Esta é um produção da Kilt, com o apoio na realização da Go Solo; repete-se a fórmula por trás d’O Resto da tua Vida, e do Clube da Felicidade, ambos de Carlos Coutinho Vilhena, que neste último partilha créditos de guião com Pedro Durão; também essa co-autoria se apresenta outra vez no Processado. “O Pedro foi fundamental, porque ele desbloqueia questões. O processo de criar uma narrativa pressupõe uma catrafeda de possibilidades e caminhos, e a maior parte são becos, e é preciso andar para trás e para a frente; e o Pedro é muito importante nesse aspecto, porque ele está ali quase como treinador adjunto do manager, o gajo que dá os treinos e que sabe daquilo. Adapta-se muito bem à visão da pessoa com quem está a trabalhar”.
De facto, há semelhanças entre os dois trabalhos, sobretudo na exposição muito crua do processo criativo, mas seguiram caminhos distintos na forma de construir a narrativa. “O Carlos é, na minha perspectiva, muito mais caótico na forma como grava; guarda muito mais para um improviso controlado que conduz para onde quiser. Nós tínhamos muito mais guião, que estava escrito, e havia uma direcção clara do ponto A para o ponto B. O Pedro consegue perceber o que se quer; ele dá o que é preciso sem ser impositivo, e sem haver uma luta de egos. É um conciliador, um desbloqueador de ideias fenomenal, e fundamental neste processo todo”.
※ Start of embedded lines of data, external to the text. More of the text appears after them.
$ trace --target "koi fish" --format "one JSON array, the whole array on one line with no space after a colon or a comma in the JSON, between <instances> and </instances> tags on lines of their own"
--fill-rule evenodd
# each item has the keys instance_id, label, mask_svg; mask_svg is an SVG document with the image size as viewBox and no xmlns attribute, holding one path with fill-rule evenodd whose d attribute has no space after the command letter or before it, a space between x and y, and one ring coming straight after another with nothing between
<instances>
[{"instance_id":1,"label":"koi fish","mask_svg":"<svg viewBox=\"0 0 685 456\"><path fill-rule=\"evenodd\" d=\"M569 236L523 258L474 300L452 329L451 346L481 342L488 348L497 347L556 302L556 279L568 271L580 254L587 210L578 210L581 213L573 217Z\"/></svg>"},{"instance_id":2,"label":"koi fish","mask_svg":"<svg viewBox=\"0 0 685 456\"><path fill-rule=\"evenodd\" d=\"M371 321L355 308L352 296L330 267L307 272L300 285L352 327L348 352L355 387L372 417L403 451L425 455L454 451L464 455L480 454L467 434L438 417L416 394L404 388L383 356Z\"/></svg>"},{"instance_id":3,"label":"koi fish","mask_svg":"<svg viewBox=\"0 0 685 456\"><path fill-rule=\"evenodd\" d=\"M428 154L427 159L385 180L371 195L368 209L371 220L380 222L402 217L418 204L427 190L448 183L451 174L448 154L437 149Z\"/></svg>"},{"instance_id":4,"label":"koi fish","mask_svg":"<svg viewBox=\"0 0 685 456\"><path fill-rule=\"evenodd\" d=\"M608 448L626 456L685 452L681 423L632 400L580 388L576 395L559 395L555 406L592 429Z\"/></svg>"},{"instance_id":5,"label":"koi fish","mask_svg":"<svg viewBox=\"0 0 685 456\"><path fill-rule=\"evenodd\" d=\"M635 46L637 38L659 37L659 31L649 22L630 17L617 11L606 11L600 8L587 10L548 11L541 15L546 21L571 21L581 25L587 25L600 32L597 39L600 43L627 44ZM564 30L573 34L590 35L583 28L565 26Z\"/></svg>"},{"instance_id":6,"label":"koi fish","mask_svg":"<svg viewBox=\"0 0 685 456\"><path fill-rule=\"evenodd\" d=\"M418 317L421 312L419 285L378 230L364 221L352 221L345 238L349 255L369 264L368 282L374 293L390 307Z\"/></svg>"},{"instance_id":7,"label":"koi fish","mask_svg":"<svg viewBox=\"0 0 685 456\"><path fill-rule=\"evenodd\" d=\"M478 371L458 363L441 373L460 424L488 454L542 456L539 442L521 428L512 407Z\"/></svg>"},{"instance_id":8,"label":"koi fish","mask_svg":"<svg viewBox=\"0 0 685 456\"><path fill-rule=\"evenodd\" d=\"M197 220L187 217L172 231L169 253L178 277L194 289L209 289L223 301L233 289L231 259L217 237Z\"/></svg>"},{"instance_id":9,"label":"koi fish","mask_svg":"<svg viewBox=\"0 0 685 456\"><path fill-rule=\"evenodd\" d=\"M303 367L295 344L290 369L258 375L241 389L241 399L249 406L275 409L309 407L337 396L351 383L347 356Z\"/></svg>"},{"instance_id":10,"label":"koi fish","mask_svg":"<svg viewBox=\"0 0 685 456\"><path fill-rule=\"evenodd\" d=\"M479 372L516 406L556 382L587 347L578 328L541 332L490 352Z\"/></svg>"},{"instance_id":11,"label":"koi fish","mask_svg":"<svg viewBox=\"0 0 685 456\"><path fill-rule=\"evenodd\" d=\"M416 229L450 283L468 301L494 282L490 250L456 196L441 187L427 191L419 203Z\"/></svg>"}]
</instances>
Volvidos os cinco episódios da série – com participações especiais de João Quadros, Bruno Nogueira, Silvestre Varela, entre outros – Batáguas volta à estaca zero; conclui-se então que vai voltar aos palcos, com um novo solo de stand-up, Processo, que chega aos palcos de todo o país, em breve. Também isso mereceu alguma reflexão: “acho que a grande diferença entre actuar ao vivo e criar uma história, seja ela um filme ou uma série, é a ausência de um imediatismo que o stand-up traz”. A aposta parece ter corrido bem: no mesmo ano, a Kilt lança dois projectos com muita qualidade, que projectam os seus criadores para novos patamares na comédia portuguesa; e no que toca a esta nova forma – a série narrativa – Batáguas também encontra alguns encantos: “gostei deste processo de criar absurdos. Temos muitos ao longo da série, mesmo nas partes dramáticas: pequenos pormenores, como quando o Ricardo se irrita e transforma em super-guerreiro duma cena para a outra…temos imensos detalhes que nos divertiu imenso a criar, a quebrar a barreira da lógica e do que seria natural, e isso não seria possível em stand-up, que é muito mais puro. Aqui é possível construir um universo, carregado de pequenos disparates e absurdos…é um jogo diferente, e eu gostei muito de jogar isto. Gostava de fazer mais coisas destas, mas não sei como vai ser isto daqui para frente, porque não é possível tirar um ano para fazer outra série. Um gajo vai à falência”.
Para o solo, fica prometido que se falará um pouco destes processos, mas doutras coisas também, e o único objectivo é fazer rir. “Eu só quero que a malta se divirta um bocado”. Ainda discutimos a possibilidade de usar o humor, genericamente falando, para o bem, mas a sua resposta foi peremptória. “Não tenho essa missão para o humor, que se traduz numa posição altiva que não me parece fazer sentido”, diz-me, no final da entrevista; porque, feitas as contas, “foste lá rir, e voltaste para casa”. O Diogo Batáguas não tem a pretensão de iluminar um caminho para se tornar um paladino da liberdade de expressão, nem nada que se pareça. O que faz, e fá-lo bem, é pôr-nos a rir dos pequenos absurdos das nossas vidas.